Many Massachusetts residents who have switched energy suppliers are still paying too much for electricity, Attorney General Maura Healey said in a new report released Thursday.
The report found that consumers who had switched to competitive electricity suppliers paid $76.2 million more a year than if they had stayed with their state-regulated utilities, such as Eversource Energy and National Grid. The period covered the fiscal year that ended in June 2018.
Healey has been hammering away at so-called competitive electricity suppliers, saying they often scam residents with deceptive marketing tactics that dangle low prices but end up costing more. In March 2018, she released a similar report showing that consumers had paid $176.8 million more than they should over a two-year period.
Since the release of the first report, her office has sued a Connecticut-based energy supplier, reached settlements to refund customers with others, and filed legislation that would ban suppliers from negotiating contracts directly with consumers.
Healey’s office said it had received about 300 complaints about suppliers since the first report. In the past, complaints have accused suppliers of using questionable sales tactics such as pretending to be utility companies in order to gain access to sensitive information, harassing residents through repeated telemarketing calls, and even incidents where door-to-door salespeople allegedly pressured elderly people by refusing to leave until they signed a contract.
Low-income customers were hit hardest by these strategies. The report found those customers contracted through the competitive electricity market twice as much as those with deeper pockets, and paid especially high rates.
The energy suppliers “target non-English-speaking communities,” added Charles Harak of the National Consumer Law Center, an advocacy group. “And I’ll bet they find it a little easier to deceive people with low income.”
Harak called Healey’s report “highly credible” and “consistent with every other state that has studied the problem.”
Industry representatives condemned the tactics described in the report, but cautioned against regulation.

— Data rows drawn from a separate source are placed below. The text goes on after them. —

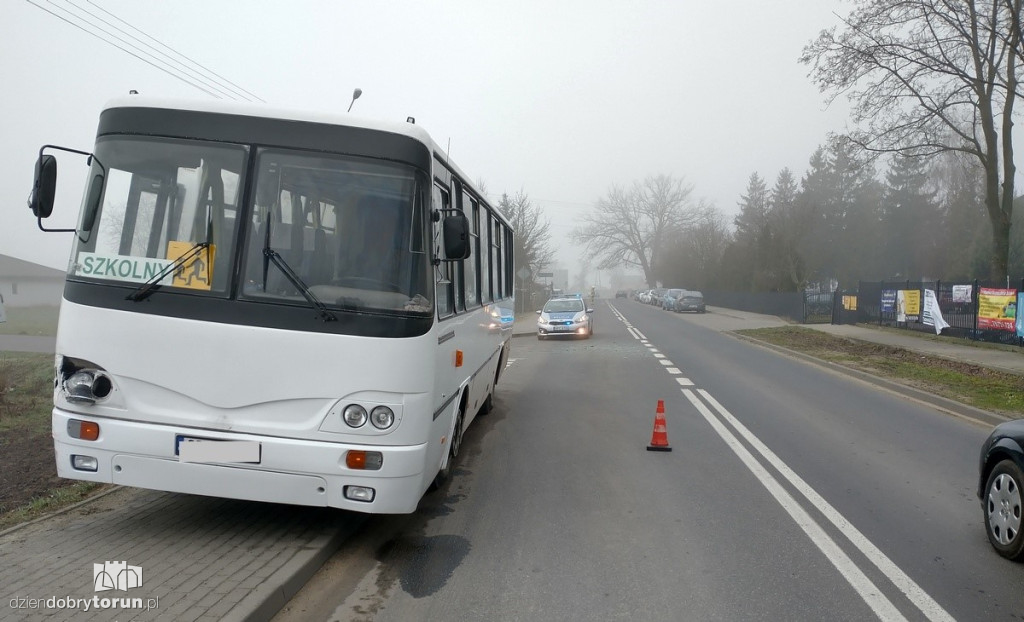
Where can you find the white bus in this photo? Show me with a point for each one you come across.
(273, 305)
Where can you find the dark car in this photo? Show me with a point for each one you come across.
(999, 482)
(690, 301)
(671, 297)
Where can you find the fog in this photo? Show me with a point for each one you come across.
(560, 100)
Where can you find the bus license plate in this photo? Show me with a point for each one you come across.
(219, 452)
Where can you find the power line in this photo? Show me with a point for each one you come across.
(192, 72)
(78, 22)
(238, 89)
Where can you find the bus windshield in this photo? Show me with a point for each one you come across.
(161, 198)
(352, 230)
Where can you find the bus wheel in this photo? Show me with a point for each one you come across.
(455, 444)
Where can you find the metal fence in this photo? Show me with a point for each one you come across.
(960, 312)
(872, 302)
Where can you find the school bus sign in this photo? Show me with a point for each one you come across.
(195, 274)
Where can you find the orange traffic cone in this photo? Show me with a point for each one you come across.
(659, 440)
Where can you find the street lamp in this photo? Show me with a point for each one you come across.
(355, 95)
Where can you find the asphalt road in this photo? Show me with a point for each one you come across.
(792, 492)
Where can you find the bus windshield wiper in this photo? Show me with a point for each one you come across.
(154, 283)
(294, 279)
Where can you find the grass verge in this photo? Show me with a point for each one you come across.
(979, 386)
(36, 321)
(30, 487)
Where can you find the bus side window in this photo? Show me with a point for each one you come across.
(443, 272)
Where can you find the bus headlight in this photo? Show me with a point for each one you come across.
(354, 415)
(382, 417)
(87, 386)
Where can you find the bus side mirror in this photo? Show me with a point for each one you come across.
(44, 187)
(456, 232)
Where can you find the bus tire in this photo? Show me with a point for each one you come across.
(455, 444)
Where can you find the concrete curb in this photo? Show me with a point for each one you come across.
(266, 600)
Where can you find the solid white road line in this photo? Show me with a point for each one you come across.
(905, 584)
(882, 607)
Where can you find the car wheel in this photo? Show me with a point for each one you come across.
(1003, 509)
(455, 444)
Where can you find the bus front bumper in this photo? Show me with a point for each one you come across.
(289, 470)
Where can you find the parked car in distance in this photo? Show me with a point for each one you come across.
(999, 480)
(690, 301)
(670, 297)
(564, 316)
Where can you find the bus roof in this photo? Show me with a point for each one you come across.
(291, 114)
(264, 110)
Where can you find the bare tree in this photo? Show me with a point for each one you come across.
(633, 226)
(927, 77)
(532, 237)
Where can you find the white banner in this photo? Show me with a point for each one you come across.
(933, 315)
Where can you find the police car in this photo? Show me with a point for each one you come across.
(565, 316)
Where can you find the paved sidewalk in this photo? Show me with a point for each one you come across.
(197, 557)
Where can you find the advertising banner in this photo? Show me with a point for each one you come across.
(908, 305)
(1017, 320)
(933, 315)
(996, 308)
(888, 300)
(962, 293)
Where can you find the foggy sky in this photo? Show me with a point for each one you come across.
(558, 99)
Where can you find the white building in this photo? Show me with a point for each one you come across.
(27, 284)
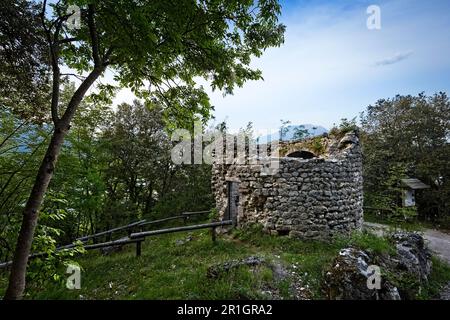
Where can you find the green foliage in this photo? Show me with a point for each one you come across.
(366, 241)
(407, 136)
(300, 133)
(24, 65)
(344, 127)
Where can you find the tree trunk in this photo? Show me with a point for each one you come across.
(16, 283)
(17, 277)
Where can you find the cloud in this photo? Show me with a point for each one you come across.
(394, 59)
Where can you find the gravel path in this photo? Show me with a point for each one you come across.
(438, 242)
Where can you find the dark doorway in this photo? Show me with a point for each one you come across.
(233, 201)
(301, 154)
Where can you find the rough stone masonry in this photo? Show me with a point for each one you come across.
(315, 194)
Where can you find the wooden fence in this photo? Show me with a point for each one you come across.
(138, 237)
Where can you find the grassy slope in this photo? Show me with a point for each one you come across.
(167, 270)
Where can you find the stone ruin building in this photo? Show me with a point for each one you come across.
(315, 194)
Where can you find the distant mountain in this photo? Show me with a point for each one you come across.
(290, 130)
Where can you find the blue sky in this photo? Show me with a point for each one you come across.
(331, 66)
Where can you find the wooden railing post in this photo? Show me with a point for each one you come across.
(138, 248)
(213, 234)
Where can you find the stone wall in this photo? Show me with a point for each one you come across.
(307, 198)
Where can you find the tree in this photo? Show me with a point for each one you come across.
(408, 136)
(157, 49)
(24, 66)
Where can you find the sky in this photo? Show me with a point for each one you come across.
(332, 66)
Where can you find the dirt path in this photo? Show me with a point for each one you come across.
(438, 242)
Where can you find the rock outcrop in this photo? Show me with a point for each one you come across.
(351, 273)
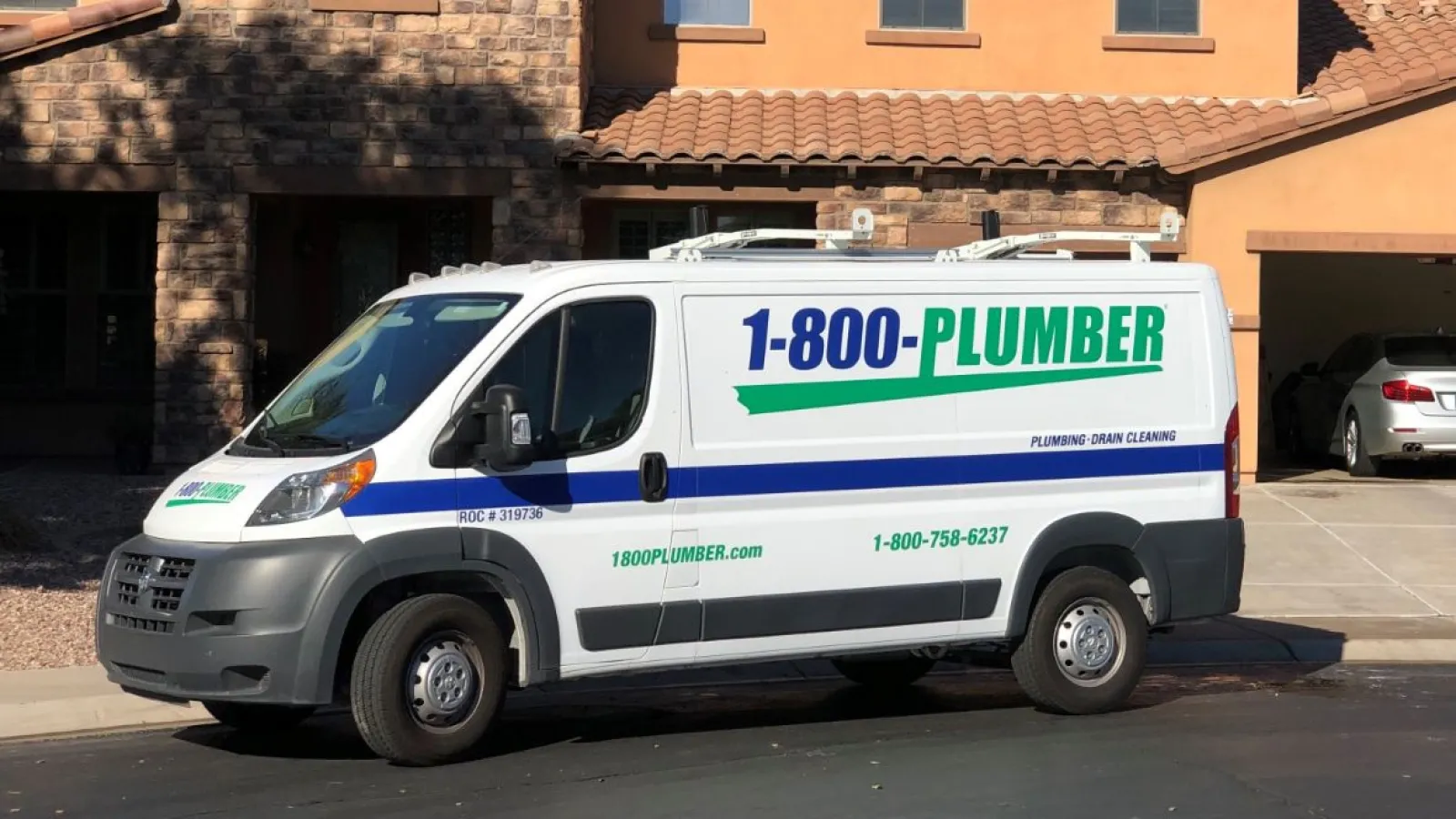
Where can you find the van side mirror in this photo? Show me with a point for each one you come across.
(507, 429)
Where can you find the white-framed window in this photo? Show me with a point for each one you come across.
(706, 12)
(1158, 16)
(936, 15)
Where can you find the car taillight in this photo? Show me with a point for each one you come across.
(1230, 465)
(1407, 392)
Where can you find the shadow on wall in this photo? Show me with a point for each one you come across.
(206, 91)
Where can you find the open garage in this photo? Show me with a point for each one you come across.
(1310, 305)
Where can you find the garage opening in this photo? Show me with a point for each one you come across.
(1358, 337)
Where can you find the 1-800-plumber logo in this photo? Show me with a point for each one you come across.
(198, 493)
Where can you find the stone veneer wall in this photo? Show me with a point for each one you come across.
(1077, 201)
(485, 84)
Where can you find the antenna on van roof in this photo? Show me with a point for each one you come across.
(863, 228)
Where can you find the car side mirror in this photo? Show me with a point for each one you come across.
(507, 429)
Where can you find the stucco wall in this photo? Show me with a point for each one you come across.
(1052, 46)
(1380, 179)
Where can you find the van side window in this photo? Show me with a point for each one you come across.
(584, 387)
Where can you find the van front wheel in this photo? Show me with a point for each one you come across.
(429, 680)
(885, 673)
(1087, 644)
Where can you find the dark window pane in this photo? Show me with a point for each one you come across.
(33, 334)
(531, 365)
(1158, 16)
(449, 237)
(51, 247)
(1136, 16)
(1178, 16)
(130, 238)
(669, 230)
(900, 14)
(633, 238)
(609, 351)
(706, 12)
(15, 252)
(944, 14)
(1421, 351)
(126, 351)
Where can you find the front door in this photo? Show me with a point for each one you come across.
(601, 376)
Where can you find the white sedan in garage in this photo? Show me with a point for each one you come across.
(1380, 397)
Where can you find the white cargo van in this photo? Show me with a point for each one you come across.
(499, 479)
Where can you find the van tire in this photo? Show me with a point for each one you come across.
(1106, 606)
(451, 639)
(255, 717)
(885, 673)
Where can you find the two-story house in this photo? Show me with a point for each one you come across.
(197, 194)
(1302, 140)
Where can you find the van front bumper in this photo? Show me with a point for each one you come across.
(218, 622)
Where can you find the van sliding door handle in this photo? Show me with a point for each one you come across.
(652, 477)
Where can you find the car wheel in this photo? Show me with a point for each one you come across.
(429, 680)
(885, 673)
(1358, 460)
(1085, 646)
(254, 717)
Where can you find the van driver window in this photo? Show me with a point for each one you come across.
(604, 366)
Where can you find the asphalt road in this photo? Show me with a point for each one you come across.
(1359, 743)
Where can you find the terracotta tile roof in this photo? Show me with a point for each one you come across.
(1353, 66)
(1340, 47)
(878, 127)
(1353, 56)
(70, 24)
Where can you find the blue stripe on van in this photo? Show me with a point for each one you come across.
(570, 489)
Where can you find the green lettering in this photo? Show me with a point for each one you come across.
(967, 356)
(1117, 332)
(1148, 334)
(1001, 343)
(939, 327)
(1046, 339)
(1087, 336)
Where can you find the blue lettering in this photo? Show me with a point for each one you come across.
(842, 339)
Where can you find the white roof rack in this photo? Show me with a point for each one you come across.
(732, 245)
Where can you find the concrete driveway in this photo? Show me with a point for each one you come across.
(1346, 548)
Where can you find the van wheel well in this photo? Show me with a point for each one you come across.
(473, 586)
(1116, 560)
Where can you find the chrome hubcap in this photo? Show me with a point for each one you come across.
(1089, 642)
(443, 682)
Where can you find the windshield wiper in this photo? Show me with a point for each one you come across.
(324, 440)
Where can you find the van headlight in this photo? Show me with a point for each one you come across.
(310, 494)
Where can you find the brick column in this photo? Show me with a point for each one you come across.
(203, 322)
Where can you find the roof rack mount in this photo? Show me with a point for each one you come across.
(864, 229)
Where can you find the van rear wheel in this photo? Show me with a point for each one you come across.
(885, 673)
(429, 680)
(1085, 646)
(254, 717)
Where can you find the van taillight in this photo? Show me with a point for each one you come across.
(1230, 465)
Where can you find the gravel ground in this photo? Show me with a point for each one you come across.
(57, 523)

“If you were going to draw a conclusion at all from the report, it would be that at most it tells you consumers certainly could save more money if they were better at shopping, if they were paying more attention to the terms under which they’re buying electricity and shopping more frequently,” said Dan Allegretti, a spokesperson from the Retail Energy Supply Association.
But, Allegretti added, “I think the suggestion though that somehow we should take people’s choice away and end competition in this industry is a bit like cutting the head off the patient. It certainly makes the symptoms go away, but it’s not really the best solution.”
Frank Caliva of the American Coalition of Competitive Energy Suppliers said there are “legitimate” concerns about sales tactics, but noted it is often difficult to directly compare plans from competitive suppliers with those from the utility.
“One of the things we like to emphasize is comparisons between the utility commodity price and the supplier price is very difficult to do on an apples-to-apples basis, because the terms are different, the price is different, what’s included is different,” Caliva said.